Cette édition a également été marquée par une mobilisation remarquable des services de l’État en région. Les participants ont bénéficié des éclairages et retours d’expérience des acteurs engagés quotidiennement dans la protection du tissu économique national, qu’il s’agisse de sécurité économique, de cybersécurité ou de protection du patrimoine scientifique et technique. Une illustration concrète de la coopération indispensable entre l’État, les entreprises et le monde académique face aux menaces contemporaines.
Tout au long du cycle, les auditeurs ont été sensibilisés aux principaux outils de l’intelligence économique :
- veille stratégique et anticipation ;
- OSINT et exploitation des sources ouvertes ;
- sécurité économique ;
- cybersécurité ;
- influence et affaires publiques ;
- conformité et maîtrise des risques ;
- aide à la décision stratégique.
La pédagogie des cycles IES repose sur un principe simple : utiliser un secteur stratégique comme prétexte à l’acquisition d’une méthode directement transposable à toute organisation.
Cette approche a trouvé son aboutissement dans les travaux de comité menés tout au long de la formation. Répartis en quatre groupes, les participants ont analysé différentes problématiques liées à l’écosystème aéronautique afin de produire des recommandations stratégiques et des outils d’aide à la décision.

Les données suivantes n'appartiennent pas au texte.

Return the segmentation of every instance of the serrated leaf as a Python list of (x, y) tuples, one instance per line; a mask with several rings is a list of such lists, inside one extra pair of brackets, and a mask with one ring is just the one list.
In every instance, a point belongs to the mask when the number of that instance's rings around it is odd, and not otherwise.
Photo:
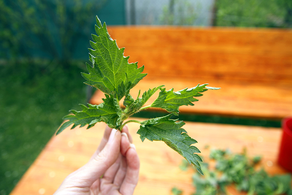
[(185, 123), (178, 122), (178, 119), (170, 119), (172, 114), (162, 117), (147, 120), (141, 122), (137, 133), (143, 141), (145, 138), (153, 140), (163, 141), (194, 165), (197, 170), (203, 175), (201, 166), (198, 161), (202, 159), (195, 153), (200, 153), (196, 147), (192, 146), (197, 141), (187, 134), (181, 127)]
[(102, 25), (97, 16), (96, 22), (97, 35), (92, 35), (94, 42), (90, 42), (93, 49), (89, 49), (93, 66), (86, 63), (89, 74), (81, 74), (87, 80), (84, 83), (115, 96), (118, 101), (147, 74), (141, 73), (144, 66), (138, 68), (137, 62), (128, 63), (129, 56), (124, 56), (124, 48), (119, 49), (111, 38), (105, 23)]
[(198, 101), (194, 97), (202, 96), (203, 94), (200, 93), (208, 89), (220, 89), (206, 87), (208, 84), (199, 84), (192, 88), (186, 88), (176, 92), (173, 92), (173, 88), (168, 91), (166, 91), (165, 88), (161, 89), (158, 97), (151, 104), (151, 107), (160, 108), (178, 115), (180, 106), (184, 105), (193, 106), (192, 102)]
[(126, 111), (129, 113), (130, 115), (138, 111), (150, 97), (157, 90), (164, 86), (163, 85), (160, 85), (152, 89), (149, 89), (143, 93), (142, 97), (141, 98), (139, 97), (140, 92), (140, 91), (139, 91), (138, 97), (135, 100), (129, 94), (127, 94), (126, 95), (124, 102), (124, 105), (126, 106)]
[(87, 129), (93, 127), (98, 122), (102, 121), (111, 128), (117, 129), (120, 126), (122, 111), (116, 99), (106, 94), (104, 102), (98, 105), (88, 104), (88, 107), (80, 104), (82, 110), (70, 111), (74, 115), (69, 114), (63, 118), (69, 120), (64, 123), (57, 132), (58, 135), (72, 124), (73, 129), (80, 125), (80, 127), (88, 124)]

Leurs restitutions finales ont été présentées devant un jury composé du Général de Brigade Hugues de Roquemaurel, de Nicolas Dubuc, référent Intelligence Économique, et de Pierre Woblewski, chargé Intelligence Économique chez Airbus.
La clôture du cycle a été marquée par l’intervention de Bernard Carayon, figure majeure de l’intelligence économique en France. Son analyse des mutations géopolitiques, technologiques et informationnelles contemporaines est venue rappeler toute l’actualité des enjeux de souveraineté économique et l’importance de former des décideurs capables d’intégrer ces dimensions dans leurs stratégies.
Cette 93e édition illustre pleinement l’ADN des cycles IES de l’IHEDN :
- décloisonner les approches ;
- faire dialoguer acteurs publics et privés ;
- croiser les expertises ;
- développer une intelligence collective au service de la souveraineté nationale.
L’IHEDN remercie l’ensemble des intervenants, partenaires et institutions qui ont contribué à la réussite de cette édition et en particulier : Airbus, la préfecture de la région Occitanie, la DGA Techniques aéronautiques, le service de l’information stratégique et de la sécurité économiques (SISSE) et autres services de l’État mobilisés en matière de sécurité économique. Mais également l’Agence nationale de la sécurité des systèmes d’information (ANSSI), l’Institut des hautes études du ministère de l’Intérieur (IHEMI) et la Protection civile de la Haute-Garonne.
Après les cycles consacrés aux semi-conducteurs, au quantique, aux câbles sous-marins, au New Space ou encore au nucléaire, cette nouvelle édition confirme la volonté de l’IHEDN d’ancrer ses formations au plus près des grands écosystèmes stratégiques français afin de mieux comprendre les défis de souveraineté du XXIe siècle.
Enfin, félicitations aux nouveaux auditeurs de l’IHEDN pour leur engagement, la qualité de leurs travaux, leur curiosité intellectuelle et l’esprit collectif qui a animé cette promotion tout au long du cycle. Et bienvenue dans la communauté des auditeurs de l’IHEDN.